Opposition leader Ed Miliband said he would force the issue to a parliamentary vote this week if Cameron failed to act.
"I hope he changes his position on this. I don't want to have to force a vote."
Pressure came too from members of the government's junior coalition partner, the Liberal Democrats, who have traditionally had a less cozy relationship with Murdoch.
Deputy LibDem leader Simon Hughes said he would be prepared to back Labour's call for the deal to be postponed and urged other LibDems to do the same -- setting the stage for a major test of the coalition's unity.
Murdoch's News Corp <NWSA.O>, the world's largest news conglomerate, has made a $14 billion bid for the 61 percent of the profitable pay-TV operator BSkyB <BSY.L> that it does not already own.
Murdoch was flying into London on Sunday to try to save the deal after a phone-hacking scandal caused a public outcry and forced him to close the News of the World, the first British paper he bought in 1969.
Cameron has ordered a judge-led enquiry into the phone-hacking allegations but has so far resisted calls to end Murdoch's attempt to buy out BSkyB.
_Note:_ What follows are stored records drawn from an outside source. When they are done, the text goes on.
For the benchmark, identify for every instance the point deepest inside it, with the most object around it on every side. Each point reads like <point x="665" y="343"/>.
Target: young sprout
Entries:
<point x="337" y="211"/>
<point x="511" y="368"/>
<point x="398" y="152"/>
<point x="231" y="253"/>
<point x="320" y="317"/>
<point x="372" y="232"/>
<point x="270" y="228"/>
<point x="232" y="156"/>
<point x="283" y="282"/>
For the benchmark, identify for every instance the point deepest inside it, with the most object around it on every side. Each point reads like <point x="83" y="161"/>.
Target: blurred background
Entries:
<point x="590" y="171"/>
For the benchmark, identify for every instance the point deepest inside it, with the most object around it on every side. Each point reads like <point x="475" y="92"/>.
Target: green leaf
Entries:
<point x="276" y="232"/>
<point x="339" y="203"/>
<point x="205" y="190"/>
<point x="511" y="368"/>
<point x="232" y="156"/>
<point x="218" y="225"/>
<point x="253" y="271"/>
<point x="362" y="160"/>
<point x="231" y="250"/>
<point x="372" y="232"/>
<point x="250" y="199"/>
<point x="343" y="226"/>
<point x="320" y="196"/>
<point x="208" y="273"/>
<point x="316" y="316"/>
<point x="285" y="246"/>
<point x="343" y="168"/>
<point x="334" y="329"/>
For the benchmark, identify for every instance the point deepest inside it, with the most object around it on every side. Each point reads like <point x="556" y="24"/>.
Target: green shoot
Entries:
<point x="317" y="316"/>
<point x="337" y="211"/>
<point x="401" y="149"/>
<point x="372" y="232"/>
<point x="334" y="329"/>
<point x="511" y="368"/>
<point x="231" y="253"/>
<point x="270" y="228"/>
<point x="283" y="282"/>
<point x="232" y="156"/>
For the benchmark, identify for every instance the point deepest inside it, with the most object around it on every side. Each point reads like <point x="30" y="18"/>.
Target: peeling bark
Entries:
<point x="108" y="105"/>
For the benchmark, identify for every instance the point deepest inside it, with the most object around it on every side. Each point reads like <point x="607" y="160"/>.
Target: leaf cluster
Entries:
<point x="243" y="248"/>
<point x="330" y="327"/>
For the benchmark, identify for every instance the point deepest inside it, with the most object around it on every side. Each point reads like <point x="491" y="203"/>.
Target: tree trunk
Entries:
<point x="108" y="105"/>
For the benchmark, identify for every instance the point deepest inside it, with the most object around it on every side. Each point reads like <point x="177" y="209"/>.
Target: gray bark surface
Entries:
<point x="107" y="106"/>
Transport Secretary Philip Hammond said he understood public concern over an expansion of Murdoch's empire but the government had to operate within the law.
"The government can't just change the rules in mid-stream. If we did we'd undoubtedly be taken to court and we'd probably lose," he told Sky News.
But the phone-hacking allegations have prompted Britain's media regulator Ofcom to say it will consider whether News Corp directors are "fit and proper" persons to run BSkyB.
Shares in BSkyB shed more than 7 percent on Friday on growing doubts that the deal would go through.